Dmitri, still shaken, stood by while Melanie engaged in a whale-related conversation with the devout couple who had crossed themselves minutes earlier. Impressed by their camaraderie, Dmitri’s heart and mind agreed that all who had witnessed the tragedy on the beach had been bonded together by a life-altering experience. He realized now, more than ever, that the existential crises of humans and whales were inextricably intertwined. A sense of urgency infused his desire to resolve the McPinsky Challenge. If he could somehow decode the signals in their songs, gain even the briefest glimpse of their language, he could raise public awareness about the plight of humpbacks and address McPinsky’s goal of ending our species isolation.

Dmitri felt the tug of an arm and heard a familiar voice.

“We’ve done all that we can do here.” Melanie sounded wistful. “Let’s go to the Island’s best sushi house and discuss your plans to study the whale songs.”

For the first time all afternoon, Dmitri smiled.

 

S
HARING A
P
ASSION

 

Sansui Sushi Restaurant, Kapalua, Maui—5 p.m.

 

Thirty minutes later, Dmitri followed Melanie into her favorite restaurant. They waited, silently, in front of the hostess stand. He observed an eclectic crowd of tourists and locals, families and couples, engaged in subdued conversations and savoring the generous portions of their early-bird dinners.

“Oh, my God,” Melanie moaned, “what a day.”

Dmitri felt relieved. Except for giving directions to the restaurant, those were the first words she’d spoken since they’d left the beach. “I’m still in shock, too.” He tapped his chest. “That was a terrible scene.”

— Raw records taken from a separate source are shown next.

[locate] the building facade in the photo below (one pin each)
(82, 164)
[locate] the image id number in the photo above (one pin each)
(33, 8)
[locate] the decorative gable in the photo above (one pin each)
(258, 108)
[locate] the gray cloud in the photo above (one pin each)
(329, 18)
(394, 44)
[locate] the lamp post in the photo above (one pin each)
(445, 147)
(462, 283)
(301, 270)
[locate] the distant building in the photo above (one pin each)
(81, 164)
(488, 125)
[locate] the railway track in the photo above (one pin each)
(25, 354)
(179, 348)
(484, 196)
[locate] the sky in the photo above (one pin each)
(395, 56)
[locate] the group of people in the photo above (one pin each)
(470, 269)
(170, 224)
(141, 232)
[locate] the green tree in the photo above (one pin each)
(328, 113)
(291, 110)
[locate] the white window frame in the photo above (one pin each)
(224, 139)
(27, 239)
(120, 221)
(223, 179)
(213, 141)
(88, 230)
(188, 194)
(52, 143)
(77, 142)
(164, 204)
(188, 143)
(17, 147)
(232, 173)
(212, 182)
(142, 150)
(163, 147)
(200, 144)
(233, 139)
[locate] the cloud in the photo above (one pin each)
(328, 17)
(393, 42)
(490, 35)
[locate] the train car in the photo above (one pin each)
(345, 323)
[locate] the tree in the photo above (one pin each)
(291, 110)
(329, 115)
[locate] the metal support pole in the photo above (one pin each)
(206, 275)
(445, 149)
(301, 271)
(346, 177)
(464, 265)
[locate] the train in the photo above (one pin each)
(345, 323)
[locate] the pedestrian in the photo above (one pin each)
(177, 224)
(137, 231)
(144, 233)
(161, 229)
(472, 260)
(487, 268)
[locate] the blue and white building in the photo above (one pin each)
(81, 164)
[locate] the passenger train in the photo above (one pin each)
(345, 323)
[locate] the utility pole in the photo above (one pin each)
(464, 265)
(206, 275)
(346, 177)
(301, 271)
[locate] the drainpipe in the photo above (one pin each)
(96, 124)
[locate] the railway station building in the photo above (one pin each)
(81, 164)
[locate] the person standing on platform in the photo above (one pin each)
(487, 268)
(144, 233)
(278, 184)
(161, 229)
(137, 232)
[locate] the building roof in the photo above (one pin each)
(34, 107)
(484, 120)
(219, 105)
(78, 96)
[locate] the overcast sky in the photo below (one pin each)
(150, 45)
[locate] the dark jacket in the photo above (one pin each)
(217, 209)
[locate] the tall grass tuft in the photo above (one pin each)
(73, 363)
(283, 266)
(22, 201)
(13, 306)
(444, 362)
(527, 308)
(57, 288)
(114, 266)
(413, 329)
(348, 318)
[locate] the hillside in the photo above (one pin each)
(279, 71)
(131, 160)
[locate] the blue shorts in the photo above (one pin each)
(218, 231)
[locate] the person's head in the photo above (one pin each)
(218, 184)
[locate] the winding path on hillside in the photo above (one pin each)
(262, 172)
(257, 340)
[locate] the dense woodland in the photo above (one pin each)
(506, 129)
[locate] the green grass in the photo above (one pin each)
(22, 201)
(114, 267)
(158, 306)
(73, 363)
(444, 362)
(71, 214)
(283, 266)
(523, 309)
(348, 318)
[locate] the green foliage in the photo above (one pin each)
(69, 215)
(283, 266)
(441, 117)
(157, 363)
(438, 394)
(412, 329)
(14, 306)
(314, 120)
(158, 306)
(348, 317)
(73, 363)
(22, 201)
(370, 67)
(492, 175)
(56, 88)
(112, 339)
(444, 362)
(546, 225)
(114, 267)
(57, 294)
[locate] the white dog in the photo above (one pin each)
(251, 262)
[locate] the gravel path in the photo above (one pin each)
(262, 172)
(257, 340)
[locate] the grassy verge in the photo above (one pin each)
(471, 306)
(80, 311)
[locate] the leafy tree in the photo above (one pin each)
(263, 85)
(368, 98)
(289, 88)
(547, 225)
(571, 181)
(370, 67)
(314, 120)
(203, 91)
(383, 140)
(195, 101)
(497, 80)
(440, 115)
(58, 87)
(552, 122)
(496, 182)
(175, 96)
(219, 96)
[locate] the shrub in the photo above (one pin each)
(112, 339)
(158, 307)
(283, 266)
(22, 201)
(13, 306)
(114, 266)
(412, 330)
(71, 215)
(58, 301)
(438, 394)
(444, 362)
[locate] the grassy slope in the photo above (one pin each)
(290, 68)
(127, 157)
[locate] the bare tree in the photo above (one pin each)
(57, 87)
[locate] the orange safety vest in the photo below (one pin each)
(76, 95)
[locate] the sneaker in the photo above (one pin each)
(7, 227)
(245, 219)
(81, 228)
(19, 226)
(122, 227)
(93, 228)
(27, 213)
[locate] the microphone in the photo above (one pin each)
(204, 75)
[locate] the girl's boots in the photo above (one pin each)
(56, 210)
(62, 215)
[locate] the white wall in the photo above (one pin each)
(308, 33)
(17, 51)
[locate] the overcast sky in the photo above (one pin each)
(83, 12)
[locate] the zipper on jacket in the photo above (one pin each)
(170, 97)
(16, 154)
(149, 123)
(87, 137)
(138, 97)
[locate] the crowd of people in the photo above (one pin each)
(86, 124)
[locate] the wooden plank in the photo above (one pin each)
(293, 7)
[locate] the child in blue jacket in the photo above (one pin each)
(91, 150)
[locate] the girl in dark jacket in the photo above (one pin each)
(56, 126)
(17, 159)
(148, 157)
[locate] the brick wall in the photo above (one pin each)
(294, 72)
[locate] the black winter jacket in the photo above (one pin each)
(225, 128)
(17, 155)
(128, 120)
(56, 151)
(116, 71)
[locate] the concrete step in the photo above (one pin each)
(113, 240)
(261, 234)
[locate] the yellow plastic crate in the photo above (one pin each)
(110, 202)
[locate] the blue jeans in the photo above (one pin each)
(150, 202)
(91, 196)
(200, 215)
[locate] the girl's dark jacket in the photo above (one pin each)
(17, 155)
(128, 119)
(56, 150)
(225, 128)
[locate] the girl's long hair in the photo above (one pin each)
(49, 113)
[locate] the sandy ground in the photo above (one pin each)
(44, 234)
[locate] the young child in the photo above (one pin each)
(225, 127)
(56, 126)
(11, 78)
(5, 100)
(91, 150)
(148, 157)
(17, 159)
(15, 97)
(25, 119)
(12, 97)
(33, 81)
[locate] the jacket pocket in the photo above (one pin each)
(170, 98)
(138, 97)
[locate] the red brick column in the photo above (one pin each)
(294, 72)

“Which might explain why this place is so quiet.”

“Let’s grab a table and talk about cheerier subjects.”

When they’d been seated in their cushioned, koa wood chairs, he ordered a bottle of his favorite California wine. Now that they were alone together for the first time, he noticed that Melanie’s grief and the candlelight had softened her face. She looked luminous, like the first time he had seen her on Haleakala Mountain.